No further detail on the precise eligibility criteria was available at the time of reporting.
Why it matters
RSV is not just a childhood illness. In vulnerable adults, it causes serious lower respiratory tract infections that lead to hospitalisation and, in some cases, death. Expanding the vaccine programme signals that policymakers consider the current eligibility too narrow to adequately protect those at greatest risk.
For anyone working in community pharmacy or primary care, programme expansions like this create immediate practical demands. Patient-facing staff will field questions about who qualifies, which vaccine product is being used, and where to get it. Getting that information right before September, rather than scrambling once the season starts, is the professional baseline.
Pharmacies that are commissioned to deliver NHS vaccination services will also need to factor the expanded cohort into their service planning — stock levels, appointment capacity, and updated patient group directions or protocols if they apply.
GPhC exam relevance
Vaccination comes up in the Common Registration Assessment in a few ways. Candidates are expected to understand the principles behind immunisation schedules, how vaccines are categorised (live attenuated versus inactivated, for instance), and the role of the pharmacist in identifying eligible patients and managing contraindications.
When a programme expands, the underpinning clinical knowledge doesn't change — RSV is still the same virus, and the considerations around immunocompromised patients or those with chronic respiratory disease remain the same regardless of whether they're newly eligible. What shifts is the scope of who pharmacists are responsible for proactively identifying and advising.
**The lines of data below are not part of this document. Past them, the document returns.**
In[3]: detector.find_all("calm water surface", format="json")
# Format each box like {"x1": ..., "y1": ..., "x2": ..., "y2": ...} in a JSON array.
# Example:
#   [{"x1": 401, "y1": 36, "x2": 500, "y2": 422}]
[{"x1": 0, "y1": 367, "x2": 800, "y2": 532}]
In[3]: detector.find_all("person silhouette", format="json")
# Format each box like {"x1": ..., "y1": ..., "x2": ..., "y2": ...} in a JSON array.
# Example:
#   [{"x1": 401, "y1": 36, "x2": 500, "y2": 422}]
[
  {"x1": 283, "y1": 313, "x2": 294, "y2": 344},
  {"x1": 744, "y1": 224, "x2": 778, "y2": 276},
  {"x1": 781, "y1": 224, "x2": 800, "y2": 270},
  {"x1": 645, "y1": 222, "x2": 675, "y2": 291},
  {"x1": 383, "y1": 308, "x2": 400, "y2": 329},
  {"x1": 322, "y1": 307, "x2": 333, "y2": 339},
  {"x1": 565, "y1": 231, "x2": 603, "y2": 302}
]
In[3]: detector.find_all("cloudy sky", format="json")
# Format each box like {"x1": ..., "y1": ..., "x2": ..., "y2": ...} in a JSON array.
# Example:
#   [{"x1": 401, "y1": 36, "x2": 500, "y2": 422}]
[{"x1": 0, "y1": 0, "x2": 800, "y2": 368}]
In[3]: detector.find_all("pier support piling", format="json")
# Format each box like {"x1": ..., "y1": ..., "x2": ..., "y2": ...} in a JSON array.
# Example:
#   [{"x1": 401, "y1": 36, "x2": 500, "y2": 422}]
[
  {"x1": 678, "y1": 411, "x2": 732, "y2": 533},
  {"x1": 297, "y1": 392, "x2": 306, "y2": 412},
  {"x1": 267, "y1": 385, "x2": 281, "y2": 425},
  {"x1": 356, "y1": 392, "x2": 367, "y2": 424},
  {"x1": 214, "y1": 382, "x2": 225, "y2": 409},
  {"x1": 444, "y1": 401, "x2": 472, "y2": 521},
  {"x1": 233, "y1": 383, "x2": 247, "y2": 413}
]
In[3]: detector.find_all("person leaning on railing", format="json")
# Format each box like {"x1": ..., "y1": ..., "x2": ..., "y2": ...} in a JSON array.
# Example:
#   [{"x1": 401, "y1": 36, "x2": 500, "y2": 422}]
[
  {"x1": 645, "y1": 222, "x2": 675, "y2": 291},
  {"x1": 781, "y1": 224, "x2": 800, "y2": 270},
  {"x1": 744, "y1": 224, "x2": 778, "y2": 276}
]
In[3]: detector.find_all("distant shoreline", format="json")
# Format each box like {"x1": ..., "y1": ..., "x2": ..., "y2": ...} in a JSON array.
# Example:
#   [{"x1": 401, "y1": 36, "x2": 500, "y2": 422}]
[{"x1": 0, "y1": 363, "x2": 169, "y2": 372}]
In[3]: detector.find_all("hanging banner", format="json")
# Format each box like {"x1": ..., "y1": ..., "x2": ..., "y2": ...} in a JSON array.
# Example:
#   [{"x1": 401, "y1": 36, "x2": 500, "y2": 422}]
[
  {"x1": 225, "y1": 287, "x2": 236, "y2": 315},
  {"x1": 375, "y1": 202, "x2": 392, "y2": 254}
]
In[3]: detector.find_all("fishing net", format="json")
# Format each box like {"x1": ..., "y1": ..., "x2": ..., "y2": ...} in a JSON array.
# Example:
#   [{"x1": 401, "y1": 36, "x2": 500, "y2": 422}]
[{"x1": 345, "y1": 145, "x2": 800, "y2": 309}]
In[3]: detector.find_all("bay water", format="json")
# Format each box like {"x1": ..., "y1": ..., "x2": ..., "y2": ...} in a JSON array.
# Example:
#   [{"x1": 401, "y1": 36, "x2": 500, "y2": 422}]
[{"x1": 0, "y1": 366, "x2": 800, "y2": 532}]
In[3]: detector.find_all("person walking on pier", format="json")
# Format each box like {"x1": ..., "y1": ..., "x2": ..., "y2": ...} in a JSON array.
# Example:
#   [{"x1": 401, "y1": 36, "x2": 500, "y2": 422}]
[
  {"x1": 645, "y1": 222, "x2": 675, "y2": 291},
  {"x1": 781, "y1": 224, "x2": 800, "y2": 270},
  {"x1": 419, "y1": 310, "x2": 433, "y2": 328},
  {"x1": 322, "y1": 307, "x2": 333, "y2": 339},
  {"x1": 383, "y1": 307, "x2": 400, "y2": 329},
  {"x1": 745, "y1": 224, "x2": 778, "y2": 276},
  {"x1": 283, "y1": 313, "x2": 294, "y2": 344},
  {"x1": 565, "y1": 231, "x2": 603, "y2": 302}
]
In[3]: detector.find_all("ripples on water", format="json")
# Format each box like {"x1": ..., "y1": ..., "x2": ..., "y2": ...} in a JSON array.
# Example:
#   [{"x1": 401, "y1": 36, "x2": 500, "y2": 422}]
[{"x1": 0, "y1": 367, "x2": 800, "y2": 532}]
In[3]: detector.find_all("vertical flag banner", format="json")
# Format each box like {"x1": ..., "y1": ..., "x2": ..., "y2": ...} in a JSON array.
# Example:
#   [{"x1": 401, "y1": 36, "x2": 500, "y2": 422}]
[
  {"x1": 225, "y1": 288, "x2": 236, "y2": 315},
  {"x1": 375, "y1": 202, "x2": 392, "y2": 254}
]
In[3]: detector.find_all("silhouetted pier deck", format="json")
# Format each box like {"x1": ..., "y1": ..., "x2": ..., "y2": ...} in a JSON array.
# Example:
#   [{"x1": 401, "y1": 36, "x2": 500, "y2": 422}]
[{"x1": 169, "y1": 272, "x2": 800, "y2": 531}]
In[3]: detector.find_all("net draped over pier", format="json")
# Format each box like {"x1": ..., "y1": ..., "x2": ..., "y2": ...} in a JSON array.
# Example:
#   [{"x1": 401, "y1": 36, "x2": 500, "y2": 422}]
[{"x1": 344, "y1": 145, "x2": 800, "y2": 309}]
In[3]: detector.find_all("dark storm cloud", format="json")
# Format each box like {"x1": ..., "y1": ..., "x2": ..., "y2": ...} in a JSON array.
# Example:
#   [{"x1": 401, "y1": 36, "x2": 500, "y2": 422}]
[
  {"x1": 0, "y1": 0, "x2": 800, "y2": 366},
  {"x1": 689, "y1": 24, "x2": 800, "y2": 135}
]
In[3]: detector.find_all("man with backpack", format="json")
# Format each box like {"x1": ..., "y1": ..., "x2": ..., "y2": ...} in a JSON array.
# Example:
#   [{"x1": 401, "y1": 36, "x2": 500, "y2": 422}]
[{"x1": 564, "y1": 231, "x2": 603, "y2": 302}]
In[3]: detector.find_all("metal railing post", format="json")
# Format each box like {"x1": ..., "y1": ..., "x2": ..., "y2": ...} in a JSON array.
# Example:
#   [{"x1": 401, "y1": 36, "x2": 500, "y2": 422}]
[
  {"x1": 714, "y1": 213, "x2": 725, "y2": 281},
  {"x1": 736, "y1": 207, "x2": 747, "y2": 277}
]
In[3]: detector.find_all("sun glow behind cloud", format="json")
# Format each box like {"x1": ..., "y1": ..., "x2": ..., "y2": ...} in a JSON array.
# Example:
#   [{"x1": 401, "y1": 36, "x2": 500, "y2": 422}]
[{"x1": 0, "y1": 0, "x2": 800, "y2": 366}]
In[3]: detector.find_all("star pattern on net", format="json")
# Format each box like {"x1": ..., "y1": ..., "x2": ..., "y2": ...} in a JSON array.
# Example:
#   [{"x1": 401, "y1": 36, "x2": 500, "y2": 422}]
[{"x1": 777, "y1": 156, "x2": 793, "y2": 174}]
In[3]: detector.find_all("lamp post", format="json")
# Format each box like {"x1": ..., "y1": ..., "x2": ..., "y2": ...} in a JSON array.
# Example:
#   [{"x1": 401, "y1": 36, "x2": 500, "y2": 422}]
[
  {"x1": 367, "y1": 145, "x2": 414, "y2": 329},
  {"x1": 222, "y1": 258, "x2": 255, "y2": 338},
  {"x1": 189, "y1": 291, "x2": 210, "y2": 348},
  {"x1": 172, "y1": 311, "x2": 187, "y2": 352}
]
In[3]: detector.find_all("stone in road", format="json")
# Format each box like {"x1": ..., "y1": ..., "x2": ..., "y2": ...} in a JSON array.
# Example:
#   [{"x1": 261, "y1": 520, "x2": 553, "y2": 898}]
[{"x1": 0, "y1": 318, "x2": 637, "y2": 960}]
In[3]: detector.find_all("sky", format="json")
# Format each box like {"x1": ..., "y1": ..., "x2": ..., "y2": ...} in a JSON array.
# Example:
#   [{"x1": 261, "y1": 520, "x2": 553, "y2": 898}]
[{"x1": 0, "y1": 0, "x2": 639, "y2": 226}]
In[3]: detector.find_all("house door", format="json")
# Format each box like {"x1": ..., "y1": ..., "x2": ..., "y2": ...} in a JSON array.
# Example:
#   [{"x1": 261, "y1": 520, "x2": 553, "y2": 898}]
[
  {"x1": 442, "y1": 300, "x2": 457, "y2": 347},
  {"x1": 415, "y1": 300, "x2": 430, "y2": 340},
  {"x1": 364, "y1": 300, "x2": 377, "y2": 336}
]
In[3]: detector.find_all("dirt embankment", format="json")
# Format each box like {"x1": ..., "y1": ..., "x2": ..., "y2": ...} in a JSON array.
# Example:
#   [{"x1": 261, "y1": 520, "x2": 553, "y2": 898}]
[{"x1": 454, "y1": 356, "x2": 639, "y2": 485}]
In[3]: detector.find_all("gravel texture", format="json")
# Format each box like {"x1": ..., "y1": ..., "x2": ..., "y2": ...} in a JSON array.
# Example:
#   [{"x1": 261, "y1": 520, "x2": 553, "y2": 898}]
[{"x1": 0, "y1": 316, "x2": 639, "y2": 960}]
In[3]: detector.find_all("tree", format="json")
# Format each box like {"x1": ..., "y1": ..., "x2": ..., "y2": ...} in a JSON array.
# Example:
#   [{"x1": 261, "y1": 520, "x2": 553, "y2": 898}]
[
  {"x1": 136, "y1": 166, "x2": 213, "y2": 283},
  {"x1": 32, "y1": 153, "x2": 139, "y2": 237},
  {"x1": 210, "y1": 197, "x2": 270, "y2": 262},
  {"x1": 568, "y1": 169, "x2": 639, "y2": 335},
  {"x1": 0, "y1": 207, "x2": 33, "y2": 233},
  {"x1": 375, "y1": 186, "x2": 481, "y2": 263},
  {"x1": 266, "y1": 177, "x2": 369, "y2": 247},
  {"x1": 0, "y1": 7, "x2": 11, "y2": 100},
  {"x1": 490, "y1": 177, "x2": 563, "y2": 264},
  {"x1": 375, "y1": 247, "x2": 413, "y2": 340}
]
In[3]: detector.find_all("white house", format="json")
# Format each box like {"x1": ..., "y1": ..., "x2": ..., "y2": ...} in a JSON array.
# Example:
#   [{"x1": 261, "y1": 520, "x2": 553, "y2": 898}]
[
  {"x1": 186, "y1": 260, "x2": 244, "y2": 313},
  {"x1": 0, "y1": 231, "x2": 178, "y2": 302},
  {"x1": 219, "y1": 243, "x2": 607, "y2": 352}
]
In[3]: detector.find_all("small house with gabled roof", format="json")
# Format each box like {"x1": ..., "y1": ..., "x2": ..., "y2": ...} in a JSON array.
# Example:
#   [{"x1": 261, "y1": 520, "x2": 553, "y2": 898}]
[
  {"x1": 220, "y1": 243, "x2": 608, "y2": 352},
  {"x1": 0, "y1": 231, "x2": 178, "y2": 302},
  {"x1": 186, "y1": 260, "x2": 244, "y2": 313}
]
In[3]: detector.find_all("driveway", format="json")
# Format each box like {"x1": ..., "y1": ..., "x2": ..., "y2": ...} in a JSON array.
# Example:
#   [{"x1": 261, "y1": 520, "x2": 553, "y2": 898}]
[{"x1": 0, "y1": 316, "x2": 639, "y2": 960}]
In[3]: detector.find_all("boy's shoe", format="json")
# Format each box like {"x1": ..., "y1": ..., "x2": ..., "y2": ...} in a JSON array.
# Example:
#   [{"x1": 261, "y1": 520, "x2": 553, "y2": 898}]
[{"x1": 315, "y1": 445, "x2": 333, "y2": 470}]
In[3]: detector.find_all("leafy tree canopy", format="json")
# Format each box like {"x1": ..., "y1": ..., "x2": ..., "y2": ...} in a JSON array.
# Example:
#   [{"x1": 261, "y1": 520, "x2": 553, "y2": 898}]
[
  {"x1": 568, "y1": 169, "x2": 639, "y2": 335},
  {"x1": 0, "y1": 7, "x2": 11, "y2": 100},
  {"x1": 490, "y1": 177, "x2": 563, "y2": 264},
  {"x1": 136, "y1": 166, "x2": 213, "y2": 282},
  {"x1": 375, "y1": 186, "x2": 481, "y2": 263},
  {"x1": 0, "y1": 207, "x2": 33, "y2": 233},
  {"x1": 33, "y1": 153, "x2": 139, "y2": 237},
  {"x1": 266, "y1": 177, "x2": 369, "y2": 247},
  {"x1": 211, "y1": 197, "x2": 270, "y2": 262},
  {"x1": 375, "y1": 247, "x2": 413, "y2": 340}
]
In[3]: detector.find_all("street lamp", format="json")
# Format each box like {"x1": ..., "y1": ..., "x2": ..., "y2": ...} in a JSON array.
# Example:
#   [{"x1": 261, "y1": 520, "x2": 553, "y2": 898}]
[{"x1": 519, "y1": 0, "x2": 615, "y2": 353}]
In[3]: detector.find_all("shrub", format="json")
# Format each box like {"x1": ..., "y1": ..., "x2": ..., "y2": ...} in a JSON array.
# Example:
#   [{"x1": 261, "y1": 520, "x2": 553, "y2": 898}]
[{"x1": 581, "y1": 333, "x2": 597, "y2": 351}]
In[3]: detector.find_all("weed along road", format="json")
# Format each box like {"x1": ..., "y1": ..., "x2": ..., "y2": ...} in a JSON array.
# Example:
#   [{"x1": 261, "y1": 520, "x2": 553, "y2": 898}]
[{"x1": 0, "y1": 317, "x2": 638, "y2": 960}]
The exam won't test the specific September start date. It may test whether you understand why certain adult populations are prioritised for respiratory vaccines, or how you'd counsel a patient who's unsure whether they fall into an eligible group.
What's next
Watch for updated guidance from the relevant national bodies ahead of the autumn rollout. NHS England and the UK Health Security Agency publish updated vaccine programme guidance each year before the season begins, and that's where the confirmed eligibility criteria, vaccine specifications, and pathway details will sit.
If your training placement includes a vaccination service, ask your supervisor how the team prepares for programme changes — it's a useful piece of professional development that sits well beyond the exam.